Possibly Lucas’ biggest impact came while Mease was at Paris Island for Marine boot camp. Lucas would send Mease letters and poems and Mease credited those for giving him the motivation to get through the tough times.
Mease kept everything that Lucas sent and recently came across a poem whose final lines brought a strong flood of emotions.
“When he passed away, I knew there was so much more to learn from him,” Mease said. “Every visit with him was him teaching me something new or a try-it-this-way kind of thing.”
That brought an end to a life that was filled with lessons, especially on the golf course. His father, Michael Lucas Sr., had been a professional golfer, and the junior Lucas soon adopted the game and was captain of the Furman University golf team in 1965.
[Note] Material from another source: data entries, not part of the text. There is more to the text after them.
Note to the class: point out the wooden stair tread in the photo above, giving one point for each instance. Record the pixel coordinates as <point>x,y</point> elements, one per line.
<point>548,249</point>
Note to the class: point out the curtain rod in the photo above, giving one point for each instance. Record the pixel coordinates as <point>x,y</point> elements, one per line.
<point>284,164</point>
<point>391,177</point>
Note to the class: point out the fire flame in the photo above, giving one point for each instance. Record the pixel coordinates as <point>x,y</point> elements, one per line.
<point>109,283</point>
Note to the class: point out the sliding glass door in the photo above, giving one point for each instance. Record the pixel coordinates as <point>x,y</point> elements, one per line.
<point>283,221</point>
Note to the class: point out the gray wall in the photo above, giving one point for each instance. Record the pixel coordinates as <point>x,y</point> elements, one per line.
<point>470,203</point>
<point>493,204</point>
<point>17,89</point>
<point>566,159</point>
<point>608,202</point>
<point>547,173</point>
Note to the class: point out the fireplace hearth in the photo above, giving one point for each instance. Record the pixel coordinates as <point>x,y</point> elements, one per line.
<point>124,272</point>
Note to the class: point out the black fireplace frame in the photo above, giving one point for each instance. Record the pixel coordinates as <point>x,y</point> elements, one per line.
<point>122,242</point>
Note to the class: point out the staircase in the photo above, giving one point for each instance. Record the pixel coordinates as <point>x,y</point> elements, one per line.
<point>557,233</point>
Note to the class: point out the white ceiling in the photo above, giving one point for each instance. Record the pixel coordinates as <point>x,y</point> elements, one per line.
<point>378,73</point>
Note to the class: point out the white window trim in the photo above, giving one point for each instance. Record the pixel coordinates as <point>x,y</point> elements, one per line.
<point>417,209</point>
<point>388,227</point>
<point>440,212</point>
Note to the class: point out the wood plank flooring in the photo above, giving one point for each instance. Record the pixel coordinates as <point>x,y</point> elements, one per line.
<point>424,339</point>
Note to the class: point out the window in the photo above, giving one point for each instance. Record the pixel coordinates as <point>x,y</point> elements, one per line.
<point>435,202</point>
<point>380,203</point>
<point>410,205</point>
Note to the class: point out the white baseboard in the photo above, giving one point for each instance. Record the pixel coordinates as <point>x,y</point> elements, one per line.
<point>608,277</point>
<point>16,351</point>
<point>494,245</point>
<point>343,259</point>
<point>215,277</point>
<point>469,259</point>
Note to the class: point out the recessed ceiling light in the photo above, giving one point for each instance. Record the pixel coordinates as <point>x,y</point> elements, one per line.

After graduation, Lucas went on to be a professional golfer, and also became a PGA Professional.
However, a stroke in 2010 left Lucas paralyzed on the left side of his body and confined him to a wheelchair. At the time, Mease was serving a tour of duty in Afghanistan with the Marines.
“I just remember talking to him one weekend and he didn’t sound normal but I didn’t know what was going on,” Mease said. “The next thing I know, I get an American Red Cross message saying he had a stroke.”
Though Lucas wasn’t physically able to play golf the final few years of his life, it did not diminish his love of the game.
In fact, at a ceremony after Lucas’ death, the Richard Campbell Veterans Nursing Home announced it would install a putting green and name it after Lucas.
“He carried the game of golf everywhere he went,” Mease said. “It didn’t matter who he saw, it was always the topic.”
Mease said that a brick at the World Golf Village Memorial Park in St. Augustine, Fla., would be dedicated in Lucas’ honor some time next month.
Although Lucas isn’t around to teach Mease any new life lessons, Mease said he was living every day to try and live up to Lucas’ lessons.
Plus, Mease’s 3-year-old son, Jayden, allows him to pass on Lucas’ lessons to the next generation.
“I’m hoping to instill in him the discipline and motivation as far as setting your mind to something and getting it done,” Mease said. “Just not giving up.”